Kanal İstanbul şehri nasıl etkileyecek?
Ekosistemdeki tahribatın, yangın ve sel gibi afetlerin yaşanma olasılığını artırdığını söyleyebiliriz. Bugünlerde yaşadığımız üzücü olaylardan da bunu anlamak mümkün. Yeni proje hazırlarken iklim politikaları düşünülerek hareket edilmesi gerekiyor. İklim politikaları alanında ekosistem bütünlüğü büyük önem taşıyor.
Kanal İstanbul, su kaynaklarını kurutacak. Devasa bir hafriyata ve hafriyat atıklarıyla 38 kilometrelik bir kıyı alanının doldurulmasına neden olacak. Küçükçekmece Gölü’nü ortadan kaldıracak. Önemli içme suyu kaynaklarından Terkos’u tuzlandıracak. Sazlıdere ve her iki sulak alanın çevresindeki sazlıkları yok edecek. Hayvanların, kuşların yaşama ve konaklama alanlarını tahrip edecek. Çayır ve meraları yapılaştıracak. Denizlerdeki canlı yaşamını bitirecek. Bu proje, ekosistem bütünlüğü ilkesine aykırıdır. Dolayısıyla iklim krizini, beraberinde orman yangınları ve sel felaketlerini tetikleyeceği aşikârdır.

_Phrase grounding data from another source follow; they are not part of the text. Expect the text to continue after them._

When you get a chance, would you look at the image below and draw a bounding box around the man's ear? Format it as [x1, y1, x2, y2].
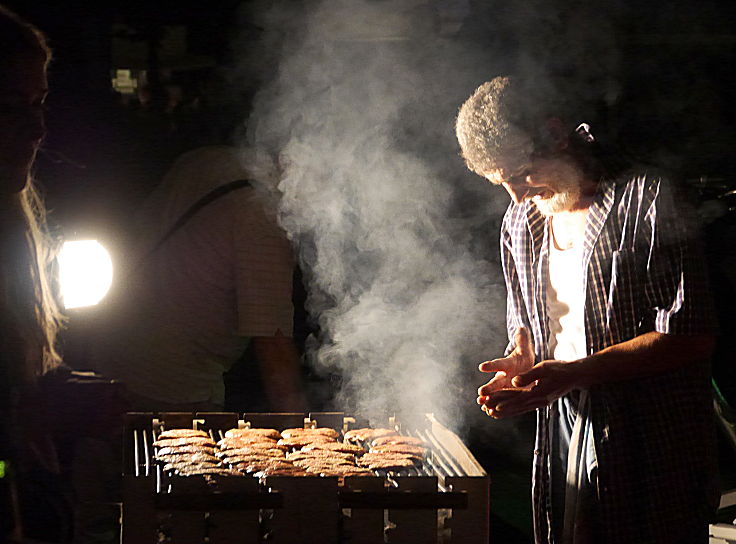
[545, 117, 569, 151]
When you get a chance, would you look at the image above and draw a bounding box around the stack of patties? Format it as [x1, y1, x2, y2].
[346, 428, 428, 471]
[217, 427, 306, 476]
[278, 428, 371, 478]
[153, 429, 239, 476]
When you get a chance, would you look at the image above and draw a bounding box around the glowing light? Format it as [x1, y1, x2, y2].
[58, 240, 113, 309]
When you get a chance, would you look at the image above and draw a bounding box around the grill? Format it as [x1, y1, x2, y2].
[122, 412, 489, 544]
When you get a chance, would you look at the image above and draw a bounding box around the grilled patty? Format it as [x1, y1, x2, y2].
[357, 457, 415, 470]
[174, 466, 242, 476]
[163, 460, 221, 472]
[286, 450, 356, 462]
[158, 429, 210, 439]
[280, 428, 340, 440]
[277, 435, 337, 448]
[152, 436, 216, 448]
[301, 442, 365, 455]
[370, 435, 425, 447]
[370, 444, 427, 457]
[224, 428, 281, 440]
[343, 428, 397, 443]
[155, 451, 220, 464]
[155, 445, 216, 456]
[217, 436, 278, 450]
[253, 466, 312, 477]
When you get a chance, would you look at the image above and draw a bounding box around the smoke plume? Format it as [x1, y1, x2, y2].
[237, 0, 623, 441]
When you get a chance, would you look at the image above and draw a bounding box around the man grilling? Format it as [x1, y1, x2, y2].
[457, 76, 719, 543]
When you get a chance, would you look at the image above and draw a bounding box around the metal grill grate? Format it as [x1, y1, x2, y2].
[122, 412, 489, 544]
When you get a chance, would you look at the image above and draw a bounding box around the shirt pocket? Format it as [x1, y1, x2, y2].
[605, 248, 645, 343]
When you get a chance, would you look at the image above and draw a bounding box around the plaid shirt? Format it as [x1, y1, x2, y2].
[500, 174, 719, 543]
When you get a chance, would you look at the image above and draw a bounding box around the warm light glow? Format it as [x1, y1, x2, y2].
[58, 240, 113, 309]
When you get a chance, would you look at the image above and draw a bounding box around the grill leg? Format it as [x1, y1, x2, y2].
[445, 476, 490, 544]
[121, 476, 157, 544]
[343, 477, 385, 544]
[388, 477, 438, 544]
[164, 512, 206, 544]
[267, 477, 339, 544]
[208, 511, 261, 544]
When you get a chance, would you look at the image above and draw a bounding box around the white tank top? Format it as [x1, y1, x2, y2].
[547, 232, 586, 361]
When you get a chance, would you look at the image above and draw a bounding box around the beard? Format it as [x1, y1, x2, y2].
[532, 176, 582, 216]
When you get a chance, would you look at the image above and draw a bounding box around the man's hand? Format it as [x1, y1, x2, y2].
[481, 360, 583, 418]
[476, 327, 535, 415]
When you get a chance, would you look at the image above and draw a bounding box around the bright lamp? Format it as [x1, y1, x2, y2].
[58, 240, 114, 309]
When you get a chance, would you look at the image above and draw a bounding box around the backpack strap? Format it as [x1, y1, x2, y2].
[136, 178, 253, 270]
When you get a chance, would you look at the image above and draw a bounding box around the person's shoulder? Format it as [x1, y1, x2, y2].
[612, 169, 672, 210]
[614, 167, 671, 192]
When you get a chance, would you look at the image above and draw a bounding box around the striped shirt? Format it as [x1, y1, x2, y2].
[500, 173, 719, 543]
[94, 147, 294, 405]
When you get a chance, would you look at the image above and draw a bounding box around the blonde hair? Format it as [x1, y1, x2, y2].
[0, 5, 63, 382]
[1, 180, 65, 382]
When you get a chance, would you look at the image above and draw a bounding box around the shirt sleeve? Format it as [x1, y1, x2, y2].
[233, 190, 295, 337]
[643, 178, 716, 335]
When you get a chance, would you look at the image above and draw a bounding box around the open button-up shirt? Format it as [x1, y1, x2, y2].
[500, 174, 718, 543]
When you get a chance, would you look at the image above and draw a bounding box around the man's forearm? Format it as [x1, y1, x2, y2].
[573, 331, 715, 388]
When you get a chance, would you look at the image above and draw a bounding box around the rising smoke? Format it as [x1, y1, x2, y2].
[237, 0, 622, 439]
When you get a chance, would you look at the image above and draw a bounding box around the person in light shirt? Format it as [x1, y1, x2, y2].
[457, 76, 718, 543]
[94, 145, 304, 412]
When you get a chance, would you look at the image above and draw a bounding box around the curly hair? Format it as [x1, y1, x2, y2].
[455, 77, 538, 177]
[456, 75, 588, 177]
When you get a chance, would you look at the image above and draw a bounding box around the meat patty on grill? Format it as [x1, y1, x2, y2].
[216, 447, 285, 459]
[292, 458, 354, 470]
[343, 428, 397, 442]
[358, 452, 419, 464]
[301, 442, 365, 454]
[280, 428, 340, 440]
[221, 454, 286, 466]
[155, 445, 216, 456]
[163, 460, 221, 472]
[370, 444, 427, 457]
[238, 460, 297, 473]
[155, 451, 219, 464]
[152, 436, 216, 448]
[277, 435, 336, 448]
[317, 465, 374, 477]
[158, 429, 209, 439]
[357, 457, 415, 470]
[217, 437, 280, 449]
[175, 466, 242, 476]
[253, 467, 312, 477]
[224, 428, 281, 440]
[370, 435, 425, 447]
[286, 450, 356, 462]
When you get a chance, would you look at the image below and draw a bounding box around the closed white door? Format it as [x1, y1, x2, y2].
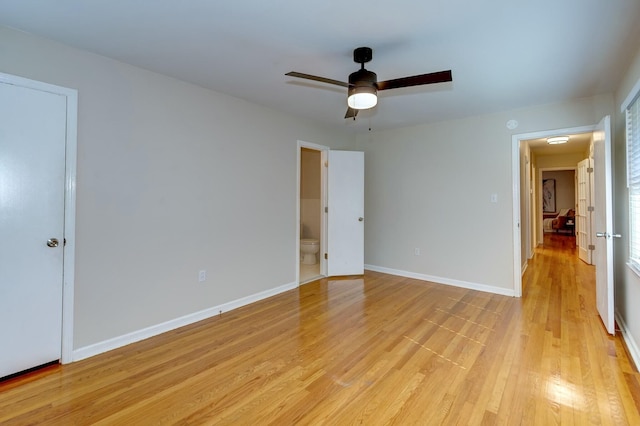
[593, 115, 616, 335]
[576, 158, 592, 264]
[0, 81, 67, 377]
[327, 151, 364, 276]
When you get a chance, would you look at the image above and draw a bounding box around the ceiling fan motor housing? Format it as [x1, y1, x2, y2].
[349, 69, 378, 88]
[350, 46, 377, 90]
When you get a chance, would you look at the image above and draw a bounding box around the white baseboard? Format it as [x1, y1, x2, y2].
[364, 264, 515, 297]
[72, 281, 298, 362]
[615, 312, 640, 370]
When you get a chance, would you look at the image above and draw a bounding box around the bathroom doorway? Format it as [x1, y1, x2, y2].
[297, 141, 328, 284]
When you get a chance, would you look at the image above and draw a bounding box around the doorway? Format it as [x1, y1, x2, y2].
[297, 141, 328, 284]
[539, 167, 577, 240]
[518, 119, 614, 335]
[512, 125, 596, 297]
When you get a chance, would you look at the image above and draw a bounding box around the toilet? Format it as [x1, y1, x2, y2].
[300, 238, 320, 264]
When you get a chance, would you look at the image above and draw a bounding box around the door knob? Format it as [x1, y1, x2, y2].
[358, 217, 364, 222]
[46, 238, 59, 248]
[595, 232, 622, 239]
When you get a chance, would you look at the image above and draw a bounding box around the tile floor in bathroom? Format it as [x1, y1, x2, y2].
[299, 261, 322, 284]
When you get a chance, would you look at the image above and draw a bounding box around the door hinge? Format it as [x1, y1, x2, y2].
[63, 238, 67, 247]
[588, 244, 595, 250]
[587, 167, 594, 173]
[324, 253, 328, 260]
[588, 206, 595, 212]
[324, 161, 328, 167]
[325, 206, 328, 213]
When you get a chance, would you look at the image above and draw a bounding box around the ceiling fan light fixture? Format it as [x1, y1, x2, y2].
[547, 136, 570, 145]
[347, 87, 378, 109]
[347, 68, 378, 110]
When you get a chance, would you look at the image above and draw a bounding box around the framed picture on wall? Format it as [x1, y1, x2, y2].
[543, 178, 556, 212]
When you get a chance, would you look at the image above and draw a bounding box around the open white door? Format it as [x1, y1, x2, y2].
[593, 115, 616, 335]
[577, 158, 593, 264]
[327, 151, 364, 276]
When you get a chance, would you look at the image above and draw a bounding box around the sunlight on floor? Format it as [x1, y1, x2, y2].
[545, 377, 585, 410]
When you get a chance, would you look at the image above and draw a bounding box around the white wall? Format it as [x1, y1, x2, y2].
[0, 26, 355, 351]
[357, 95, 614, 294]
[614, 42, 640, 366]
[536, 152, 587, 169]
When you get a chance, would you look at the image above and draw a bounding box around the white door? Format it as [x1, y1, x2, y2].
[0, 81, 67, 377]
[577, 158, 592, 264]
[593, 115, 616, 335]
[327, 151, 364, 276]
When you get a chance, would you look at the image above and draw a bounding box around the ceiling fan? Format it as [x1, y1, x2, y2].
[286, 47, 452, 119]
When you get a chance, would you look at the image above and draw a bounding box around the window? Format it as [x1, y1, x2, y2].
[626, 90, 640, 272]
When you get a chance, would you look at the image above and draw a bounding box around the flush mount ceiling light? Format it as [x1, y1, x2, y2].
[547, 136, 570, 145]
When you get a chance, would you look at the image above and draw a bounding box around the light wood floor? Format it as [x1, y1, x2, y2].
[2, 234, 640, 425]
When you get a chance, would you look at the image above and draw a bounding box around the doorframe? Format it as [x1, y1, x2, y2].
[0, 72, 78, 364]
[296, 140, 329, 284]
[512, 124, 595, 297]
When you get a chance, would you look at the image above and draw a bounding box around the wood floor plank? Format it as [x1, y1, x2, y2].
[2, 233, 640, 424]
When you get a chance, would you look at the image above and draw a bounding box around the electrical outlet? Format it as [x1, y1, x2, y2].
[414, 248, 421, 256]
[198, 270, 207, 282]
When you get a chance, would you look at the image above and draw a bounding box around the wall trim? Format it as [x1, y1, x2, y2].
[364, 265, 515, 297]
[72, 281, 298, 362]
[616, 312, 640, 371]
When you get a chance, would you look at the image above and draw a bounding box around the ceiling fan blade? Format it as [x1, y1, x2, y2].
[377, 70, 452, 91]
[345, 107, 358, 119]
[285, 71, 349, 88]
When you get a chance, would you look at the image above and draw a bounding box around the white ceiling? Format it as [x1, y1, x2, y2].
[1, 1, 639, 132]
[527, 133, 592, 157]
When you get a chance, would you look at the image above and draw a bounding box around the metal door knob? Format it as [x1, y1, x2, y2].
[46, 238, 59, 248]
[358, 217, 364, 222]
[596, 232, 622, 239]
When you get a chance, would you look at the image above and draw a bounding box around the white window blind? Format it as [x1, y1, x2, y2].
[627, 96, 640, 271]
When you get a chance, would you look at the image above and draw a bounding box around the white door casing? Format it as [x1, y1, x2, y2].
[593, 115, 616, 335]
[0, 73, 77, 375]
[327, 150, 364, 276]
[577, 158, 592, 264]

Isı adası nedir? Kanal İstanbul’un şehre bu konuda etkisi ne olacak?
Yapılaşmanın arttığı ve yeşil alanların azaldığı kentsel alanlar, kırsal alanlara göre daha fazla ısınırlar. Binalar, asfalt yollar, çatılar, güneş ışığını yeşil ya da mavi alanlar gibi yansıtamaz ve bünyelerinde depolar. Bu cisimler depoladıkları enerjiyi yaymaya başladığındaysa kentin sıcaklığını etkiler. Ayrıca yüksek katlı yapılar, hâkim rüzgârı da engelleyerek bölgesel ısınma etkisini artırır. Bunlara ek olarak ulaşım, ısınma, soğutma vb. nedenlerle artan kirleticiler de yere yakın seviyelerde bir nevi sera etkisi yaratır. Bütün bunlar birleştiğinde şehir üzerinde yoğun ısı barındıran bir alan oluşur. Buna da ısı adası denir.
Kanal İstanbul özelinde baktığımzda ise yapılaşmanın artması ve beraberinde yeşil alanların azalmasıyla bir “ısı adası” nın ortaya çıkması kaçınılmaz. Isı adası’yla birlikte artan sıcaklıklar da elbette ki yangın risklerini artıran bir diğer faktör olarak karşımıza çıkıyor.